Though he never gained much fame, Eddie Shu, a multi-talented swing and jazz saxophonist, a valued sideman skilled on reeds and brass instruments, passed away on July 4, 1986 in Tampa, Florida.

Daily Dose Of Jazz…
Walter Blanding Jr. was born on August 14, 1971 in Cleveland, Ohio to a musical family and began playing the saxophone at age six. In 1981, he moved with his family to New York City, and by age 16, he was performing regularly with his parents at the Village Gate.
Blanding attended LaGuardia High School for Music & Art and continued his studies at the New School for Social Research. Living in Israel for 4 years he had a major impact on the music scene, inviting great artists such as Louis Hayes, Eric Reed and others to perform. He also taught in several Israeli schools and toured the country with his ensemble.
Walter’s first recording, Tough Young Tenors, was acclaimed as one of the best jazz albums of 1991. He has performed or recorded with numerous musicians, such as Cab Calloway, the Wynton Marsalis Septet, Marcus Roberts, Illinois Jacquet, Eric Reed and Roy Hargrove among others. His latest release, The Olive Tree, features fellow members of the Jazz at Lincoln Center Orchestra.
Clarinetist, tenor and soprano saxophonist Walter Blanding Jr. currently performs as a member of the Jazz at Lincoln Center Orchestra.

Daily Dose Of Jazz…
Russell Procope was born on August 11, 1908 in New York City and grew up in San Juan Hill, attending school with Benny Carter. His first instrument was the violin, but he switched to clarinet and alto saxophone. He began his professional career in 1926 as a member of Billy Freeman’s orchestra. At the age of twenty he recorded with Jelly Roll Morton and went on to play with bands led by Benny Carter, Chick Webb, Fletcher Henderson, Tiny Bradshaw, Teddy Hill, King Oliver and Willie Bryant by the mid-Thirties.
Procope would play with Roy Eldridge, Bill Coleman, Frank Newton, Dizzy Gillespie, Dickie Wells and Chu Berry. He made his first trip to Europe in 1937 as part of Teddy Hill’s band with “The Cotton Club Revue,” an all-Black show, which during its European tour appeared at the London Palladium.
In 1938 Russell replaced Pete Brown in John Kirby’s sextet and made a name for himself until 1945 with a three-year interruption in the Armed Services during World War II. He joined the reed section of the Ellington orchestra in ’46 as an alto saxophonist but made his name and reputation as a clarinetist.

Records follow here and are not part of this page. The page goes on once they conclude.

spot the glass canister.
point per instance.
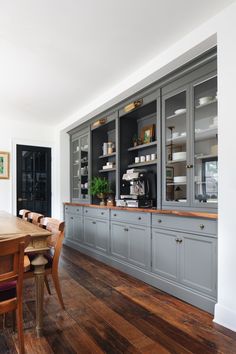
(109, 147)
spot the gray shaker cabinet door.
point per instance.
(139, 238)
(198, 263)
(102, 235)
(78, 229)
(165, 254)
(119, 240)
(69, 226)
(89, 231)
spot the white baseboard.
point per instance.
(225, 317)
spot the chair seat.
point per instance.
(7, 290)
(47, 255)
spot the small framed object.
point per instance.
(170, 174)
(4, 164)
(148, 133)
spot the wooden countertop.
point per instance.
(195, 214)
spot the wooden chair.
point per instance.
(23, 213)
(11, 279)
(34, 218)
(55, 241)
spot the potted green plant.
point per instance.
(100, 187)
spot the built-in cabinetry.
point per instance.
(80, 167)
(168, 132)
(190, 162)
(174, 253)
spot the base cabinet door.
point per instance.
(165, 254)
(89, 231)
(74, 227)
(139, 247)
(102, 235)
(198, 263)
(78, 229)
(119, 240)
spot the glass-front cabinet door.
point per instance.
(80, 168)
(176, 188)
(205, 143)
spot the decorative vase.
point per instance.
(102, 196)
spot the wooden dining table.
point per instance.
(11, 226)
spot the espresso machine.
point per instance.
(137, 185)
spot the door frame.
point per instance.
(14, 169)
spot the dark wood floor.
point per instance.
(110, 312)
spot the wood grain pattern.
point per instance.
(108, 311)
(193, 214)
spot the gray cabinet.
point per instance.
(186, 258)
(96, 233)
(189, 134)
(165, 255)
(80, 166)
(131, 243)
(198, 262)
(74, 224)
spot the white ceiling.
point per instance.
(56, 56)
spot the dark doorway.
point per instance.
(34, 179)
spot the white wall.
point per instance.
(13, 133)
(224, 26)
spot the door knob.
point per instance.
(21, 199)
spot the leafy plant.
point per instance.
(99, 185)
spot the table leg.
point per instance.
(39, 270)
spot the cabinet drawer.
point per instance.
(131, 217)
(71, 209)
(194, 225)
(96, 213)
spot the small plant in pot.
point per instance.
(100, 187)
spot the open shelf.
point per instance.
(202, 157)
(108, 155)
(143, 146)
(206, 104)
(107, 170)
(141, 164)
(170, 162)
(176, 115)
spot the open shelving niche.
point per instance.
(103, 134)
(130, 124)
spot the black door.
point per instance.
(34, 179)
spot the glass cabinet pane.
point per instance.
(84, 167)
(176, 148)
(205, 142)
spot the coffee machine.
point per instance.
(137, 185)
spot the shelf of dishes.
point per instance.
(107, 155)
(146, 163)
(200, 134)
(143, 146)
(202, 102)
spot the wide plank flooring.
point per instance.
(110, 312)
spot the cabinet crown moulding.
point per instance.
(133, 105)
(99, 122)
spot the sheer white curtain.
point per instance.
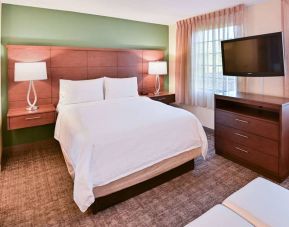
(206, 60)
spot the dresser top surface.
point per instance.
(253, 97)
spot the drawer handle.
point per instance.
(242, 121)
(32, 118)
(238, 134)
(240, 149)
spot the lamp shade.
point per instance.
(158, 68)
(25, 71)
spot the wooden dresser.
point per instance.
(253, 130)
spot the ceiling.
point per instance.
(153, 11)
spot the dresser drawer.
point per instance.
(248, 124)
(259, 143)
(31, 120)
(247, 154)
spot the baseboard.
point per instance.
(29, 146)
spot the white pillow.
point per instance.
(79, 91)
(120, 87)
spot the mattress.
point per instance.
(262, 203)
(112, 139)
(142, 175)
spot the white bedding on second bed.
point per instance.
(110, 139)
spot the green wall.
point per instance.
(35, 26)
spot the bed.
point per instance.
(118, 145)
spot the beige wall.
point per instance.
(0, 97)
(172, 56)
(260, 18)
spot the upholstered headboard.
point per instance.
(77, 64)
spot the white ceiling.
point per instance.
(153, 11)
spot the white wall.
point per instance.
(259, 19)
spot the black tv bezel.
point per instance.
(250, 74)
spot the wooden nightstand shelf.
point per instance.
(21, 118)
(164, 97)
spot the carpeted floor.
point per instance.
(36, 190)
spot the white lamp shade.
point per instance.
(25, 71)
(158, 68)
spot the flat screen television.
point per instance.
(258, 56)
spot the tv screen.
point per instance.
(253, 56)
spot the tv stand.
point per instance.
(253, 130)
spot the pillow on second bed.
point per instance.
(79, 91)
(120, 87)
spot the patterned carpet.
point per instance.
(36, 190)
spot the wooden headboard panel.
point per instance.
(78, 64)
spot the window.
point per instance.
(207, 61)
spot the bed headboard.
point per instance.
(77, 64)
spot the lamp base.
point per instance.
(31, 108)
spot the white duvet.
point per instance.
(110, 139)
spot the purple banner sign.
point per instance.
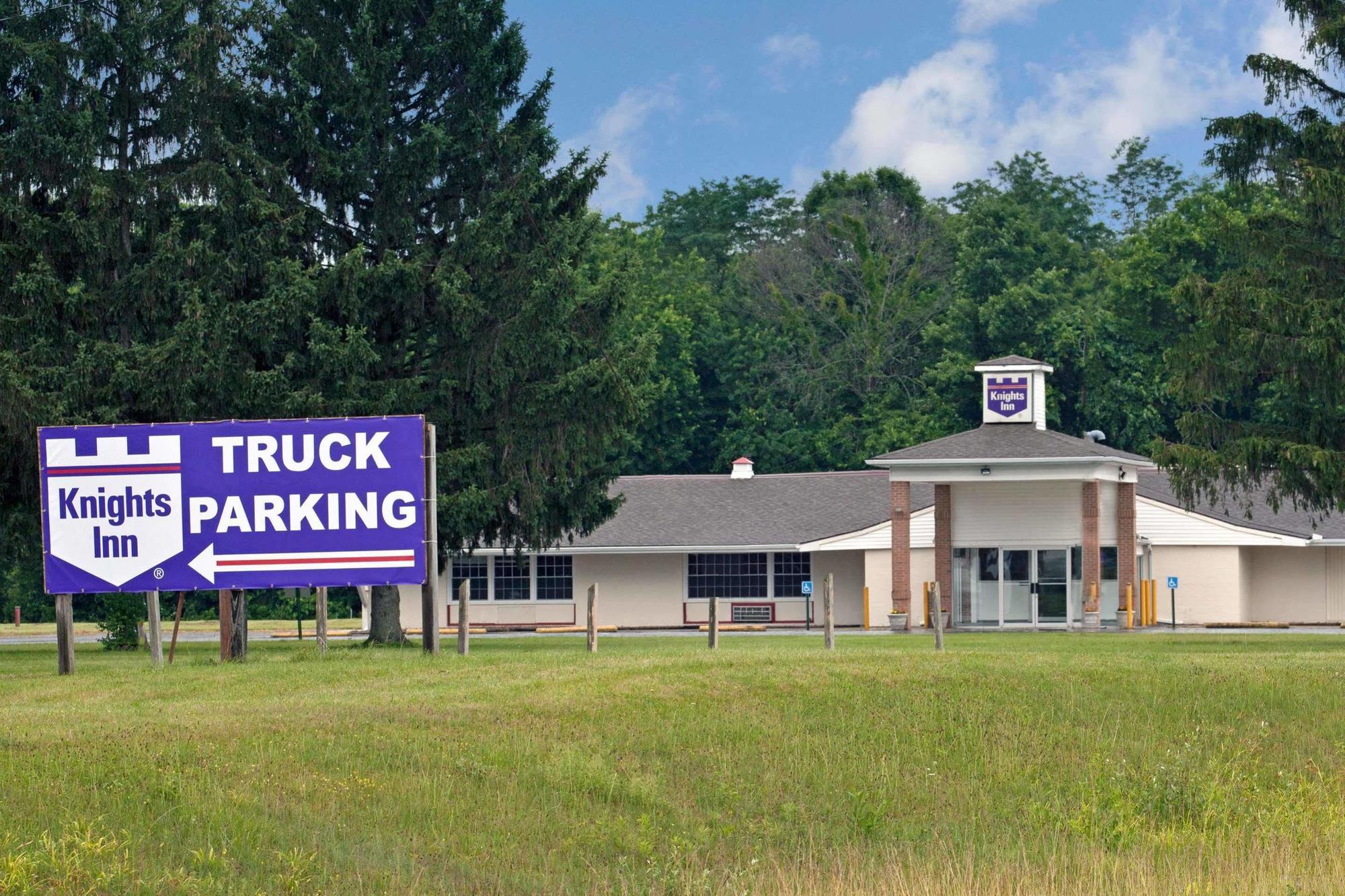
(1007, 396)
(233, 505)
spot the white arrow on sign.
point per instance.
(209, 564)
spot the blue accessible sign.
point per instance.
(233, 505)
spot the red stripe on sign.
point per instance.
(283, 561)
(85, 471)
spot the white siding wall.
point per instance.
(1211, 583)
(878, 575)
(1167, 525)
(634, 589)
(1297, 584)
(1019, 513)
(848, 569)
(1335, 583)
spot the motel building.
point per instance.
(1022, 528)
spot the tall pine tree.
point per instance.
(1262, 370)
(457, 253)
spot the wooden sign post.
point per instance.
(321, 611)
(240, 627)
(465, 599)
(594, 618)
(227, 624)
(65, 635)
(157, 635)
(829, 623)
(430, 591)
(177, 622)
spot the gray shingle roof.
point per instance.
(1155, 485)
(782, 509)
(1009, 442)
(1012, 360)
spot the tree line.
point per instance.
(241, 209)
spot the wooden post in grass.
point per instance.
(938, 618)
(240, 627)
(177, 622)
(227, 624)
(465, 599)
(321, 611)
(829, 623)
(157, 634)
(594, 618)
(65, 635)
(430, 591)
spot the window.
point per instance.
(555, 577)
(792, 571)
(1109, 564)
(1108, 557)
(512, 579)
(726, 576)
(751, 614)
(470, 569)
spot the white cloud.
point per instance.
(1156, 84)
(944, 120)
(978, 15)
(787, 52)
(618, 131)
(1281, 37)
(934, 122)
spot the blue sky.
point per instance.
(677, 92)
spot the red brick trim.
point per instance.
(1093, 556)
(900, 509)
(944, 545)
(1126, 544)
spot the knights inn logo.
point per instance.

During the summer of 1950 the band returned to Europe bringing him back once again as a member and he stayed until the bandleader’s death in 1974,
Playing alto saxophone he recorded the 1956 album “The Persuasive Sax of Russ Procope” under the London Records label. Although his early playing reflected the influence of Benny Carter, alto saxophonist and clarinetist Russell Procope, most highly regarded for his woody, understated clarinet solos, lyrical approach and forceful swinging attack, passed away on January 21, 1981.